You have now posted some vague hints. It seems like you have an x-ray source and some detectors.
For MCNP 6.2, the user manual section 3.3.6 is where you want to start reading.
When you have a source there are a couple reasons the stats may be bad.
One is simple geometry. As you get farther from the source many of the particles go somewhere besides the detector. You can deal with this through a variety of biasing methods. You make your source point in the direction of the detector. Then you adjust the normalizing of the detector to account for the biasing. For example, a spherical source could be adjusted to only send particles in a tiny cone. Then you adjust for the relative area of the cone versus the full sphere.
Another method for geometry is the DXTRAN sphere. Before you use this one you should read the manual VERY carefully.
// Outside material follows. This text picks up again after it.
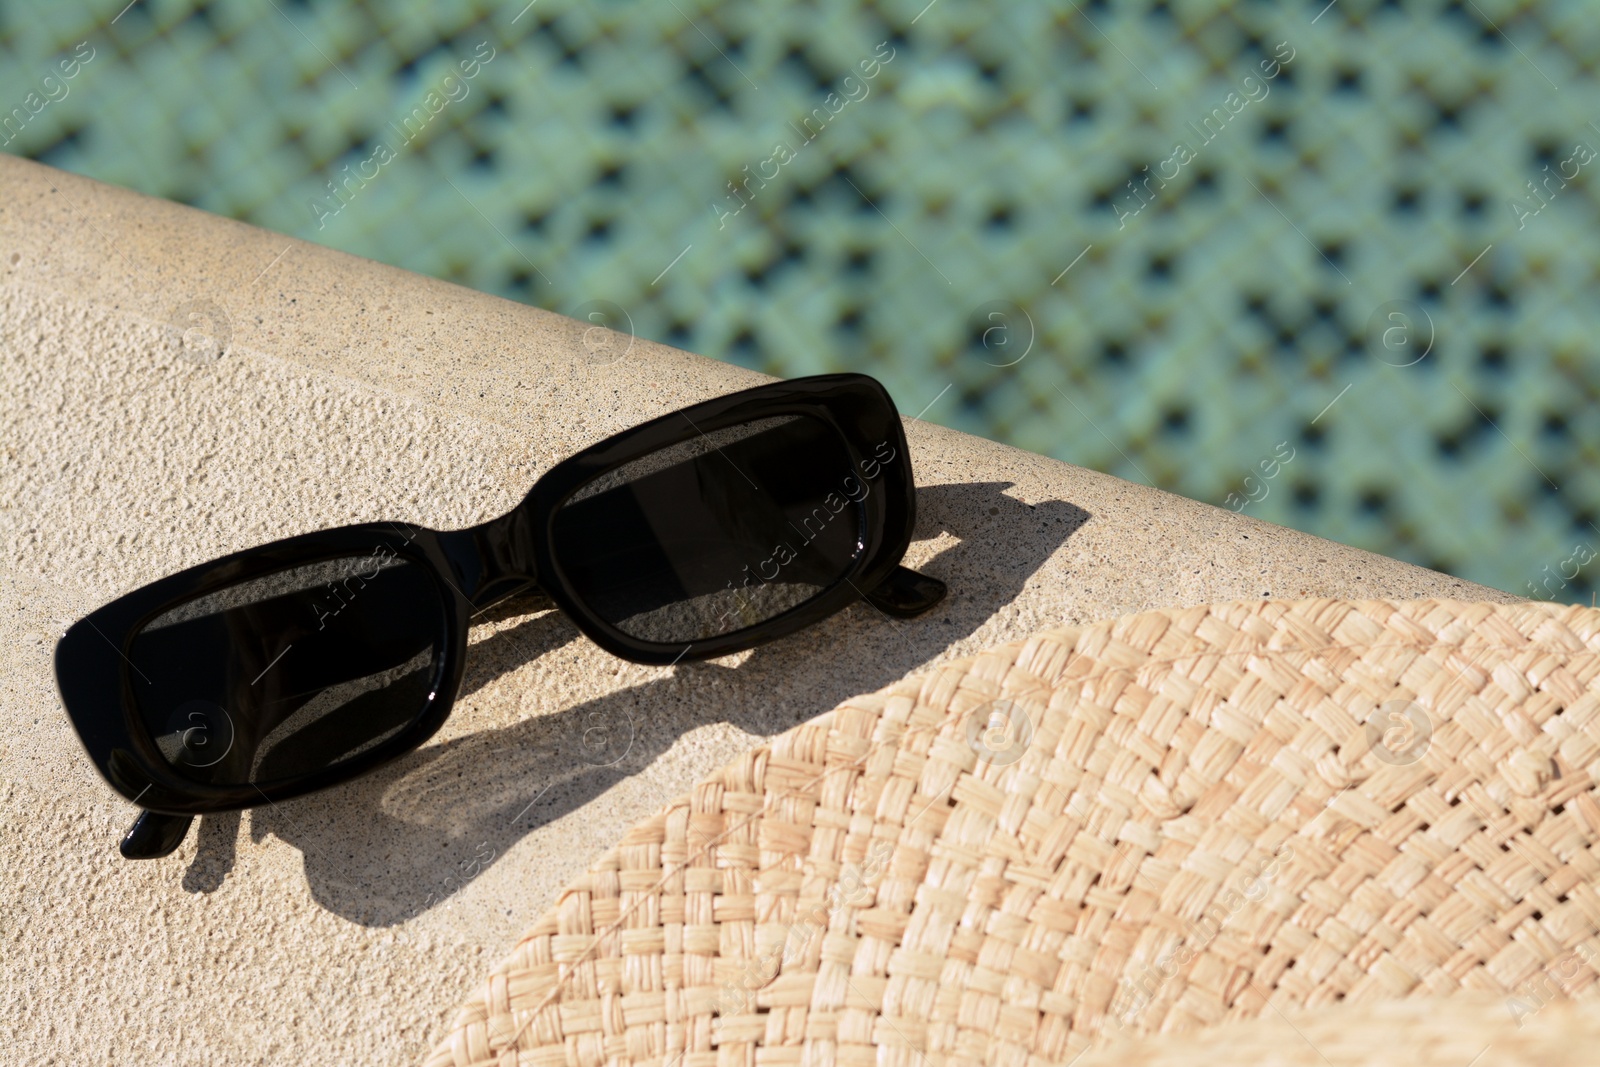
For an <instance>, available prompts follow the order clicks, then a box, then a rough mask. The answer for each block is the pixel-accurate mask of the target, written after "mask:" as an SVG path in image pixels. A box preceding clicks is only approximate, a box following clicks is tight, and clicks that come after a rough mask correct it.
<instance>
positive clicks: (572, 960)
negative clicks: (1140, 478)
mask: <svg viewBox="0 0 1600 1067" xmlns="http://www.w3.org/2000/svg"><path fill="white" fill-rule="evenodd" d="M1597 673H1600V611H1597V609H1590V608H1581V606H1560V605H1549V603H1523V605H1488V603H1462V601H1442V600H1422V601H1378V600H1366V601H1342V600H1306V601H1274V600H1266V601H1250V603H1227V605H1211V606H1198V608H1186V609H1168V611H1150V613H1142V614H1134V616H1125V617H1120V619H1114V621H1107V622H1099V624H1093V625H1082V627H1072V629H1059V630H1050V632H1045V633H1038V635H1035V637H1030V638H1027V640H1024V641H1018V643H1011V645H1005V646H1002V648H995V649H992V651H987V653H984V654H981V656H976V657H971V659H962V661H955V662H950V664H946V665H942V667H938V669H934V670H930V672H926V673H923V675H918V677H914V678H907V680H904V681H901V683H896V685H893V686H890V688H886V689H883V691H880V693H877V694H872V696H862V697H856V699H851V701H848V702H845V704H843V705H840V707H838V709H835V710H834V712H830V713H829V715H824V717H822V718H819V720H814V721H811V723H806V725H803V726H798V728H795V729H792V731H789V733H786V734H782V736H779V737H776V739H774V741H771V742H770V744H766V745H762V747H758V749H755V750H752V752H749V753H747V755H746V757H742V758H741V760H738V761H736V763H733V765H731V766H728V768H725V769H723V771H722V773H720V774H718V776H714V777H710V779H707V781H704V782H701V784H699V785H696V787H694V790H693V792H691V793H690V795H688V797H686V798H683V800H680V801H677V803H674V805H670V806H667V808H666V809H664V811H661V813H659V814H656V816H654V817H651V819H648V821H645V822H642V824H638V825H635V827H634V829H630V830H629V832H627V833H626V835H624V837H622V841H621V845H618V846H616V848H614V849H611V851H610V853H606V854H605V856H603V857H600V859H598V861H597V862H595V864H594V867H592V870H590V873H589V875H586V877H584V878H581V880H578V881H576V883H574V885H571V886H570V888H568V889H566V891H565V893H563V894H562V897H560V901H558V902H557V905H555V907H554V909H552V910H550V912H549V913H547V915H544V917H542V918H541V920H539V921H538V923H536V925H534V926H533V929H531V931H528V934H526V936H525V937H523V939H522V942H520V944H518V945H517V947H515V950H514V952H512V953H510V957H509V958H506V960H504V961H502V963H501V965H499V966H498V968H496V969H494V971H493V973H491V976H490V979H488V981H486V984H485V985H483V987H482V990H480V992H478V993H477V995H474V997H470V998H469V1000H467V1003H466V1005H464V1006H462V1008H461V1009H459V1013H458V1014H456V1019H454V1022H453V1024H451V1027H450V1033H448V1037H446V1038H445V1040H443V1041H442V1043H440V1045H438V1046H437V1048H435V1051H434V1053H432V1056H430V1057H429V1061H427V1062H429V1067H445V1065H446V1064H448V1065H454V1067H461V1065H466V1064H490V1062H493V1064H506V1065H510V1064H522V1065H541V1067H544V1065H549V1067H557V1065H566V1064H571V1065H578V1064H602V1062H618V1064H621V1062H632V1064H659V1065H662V1067H675V1065H677V1064H678V1062H682V1064H683V1065H685V1067H730V1065H741V1067H754V1065H757V1064H760V1065H762V1067H768V1065H778V1064H797V1065H798V1064H802V1062H803V1064H835V1062H837V1064H862V1065H866V1064H877V1065H882V1067H888V1065H904V1067H914V1065H917V1067H922V1065H928V1067H938V1065H942V1064H954V1062H962V1064H968V1062H971V1064H978V1062H982V1064H1014V1065H1018V1067H1021V1065H1024V1064H1029V1065H1032V1064H1066V1062H1069V1061H1072V1059H1074V1057H1075V1056H1078V1054H1082V1053H1083V1051H1085V1049H1088V1048H1090V1046H1093V1045H1104V1043H1107V1041H1110V1043H1117V1045H1123V1043H1126V1041H1130V1040H1134V1041H1138V1040H1142V1035H1147V1033H1152V1032H1160V1030H1168V1032H1170V1030H1194V1029H1197V1027H1206V1029H1210V1027H1213V1025H1216V1024H1226V1022H1230V1021H1235V1019H1251V1017H1262V1019H1261V1022H1262V1024H1266V1022H1270V1021H1272V1019H1274V1017H1277V1019H1282V1017H1283V1014H1282V1013H1293V1011H1294V1009H1301V1008H1318V1006H1323V1008H1331V1009H1333V1011H1352V1009H1355V1008H1354V1005H1360V1003H1368V1005H1370V1003H1371V1001H1390V1000H1400V998H1427V997H1440V995H1451V993H1464V995H1475V997H1480V998H1493V1001H1494V1003H1496V1005H1501V1009H1498V1011H1494V1013H1488V1014H1485V1013H1474V1014H1472V1016H1469V1017H1480V1016H1482V1024H1483V1025H1485V1027H1499V1029H1501V1030H1504V1029H1507V1027H1510V1029H1512V1030H1515V1029H1517V1027H1518V1025H1520V1024H1522V1022H1525V1021H1526V1019H1528V1017H1530V1016H1538V1014H1541V1013H1542V1011H1544V1008H1546V1006H1547V1005H1550V1003H1552V1001H1560V1000H1566V998H1573V997H1581V995H1584V993H1586V992H1589V990H1592V989H1594V987H1595V985H1594V984H1595V977H1597V968H1600V936H1597V929H1600V894H1597V888H1600V857H1597V853H1595V846H1594V843H1595V840H1597V838H1600V795H1597V789H1595V782H1597V774H1600V717H1597V712H1600V686H1597V685H1595V681H1594V680H1595V675H1597ZM1333 1001H1350V1003H1347V1005H1342V1006H1334V1005H1333ZM1554 1011H1555V1009H1552V1013H1554ZM1490 1014H1491V1016H1493V1017H1488V1016H1490ZM1546 1017H1547V1019H1549V1017H1555V1016H1554V1014H1550V1016H1546ZM1590 1024H1592V1019H1590V1021H1589V1022H1587V1024H1584V1025H1590ZM1573 1025H1578V1024H1573ZM1390 1029H1392V1027H1390ZM1579 1029H1582V1027H1579ZM1590 1029H1594V1027H1592V1025H1590ZM1469 1037H1470V1033H1469ZM1101 1051H1104V1049H1101ZM1278 1053H1280V1056H1278V1057H1275V1059H1272V1062H1285V1064H1299V1062H1306V1064H1318V1062H1325V1061H1323V1057H1322V1054H1320V1053H1318V1051H1317V1049H1314V1048H1302V1049H1299V1053H1304V1056H1301V1054H1299V1053H1296V1051H1294V1049H1283V1048H1280V1049H1278ZM1152 1054H1154V1053H1152ZM1094 1059H1099V1051H1098V1053H1096V1056H1094ZM1085 1062H1088V1061H1085ZM1107 1062H1109V1061H1107ZM1149 1062H1168V1061H1160V1059H1150V1061H1149ZM1259 1062H1267V1061H1266V1059H1262V1061H1259ZM1416 1062H1421V1061H1416ZM1462 1067H1466V1059H1462ZM1480 1067H1483V1065H1480Z"/></svg>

You can get misleading results very easily if you do things wrong.
There are also a variety of detector tallies that are semi-deterministic. Again, you need to read the manual on these VERY carefully.
Another reason you may be getting bad stats is shielding. If there is a lot of material between your source and detector then nearly all the particles get absorbed before they get to your detector. There are a bunch of things you can do in that case. The simplest is adjusting the importance of various parts of the system. The goal is to have the number of particles at your detector be larger. There are several methods with additional levels of sophistication, but also additional effort required.
In very broad outline, importance adjusting goes like so. Consider a source, shielding material, and a detector on the other side.
source | shielding | shielding| shielding| shielding| detector
By the time particles get through there are very few left. Most get absorbed. The basic idea is you set the importance higher and higher as you get closer to the detector.
source | shielding | shielding| shielding| shielding| detector
imp:1 imp:1 imp:2 imp:4 imp:8 imp:16
The idea is, when importance changes from 1 to 2, the code will change one particle of weight 1 to two particles of weight 1/2. The ideal is to keep the number of particles roughly constant across each layer. That way you can get good stats at the detector.
For simple systems you can apply this by hand. For more complicated systems there are some automated utilities in MCNP. They are fairly complicated and require a lot of careful reading of the user manual.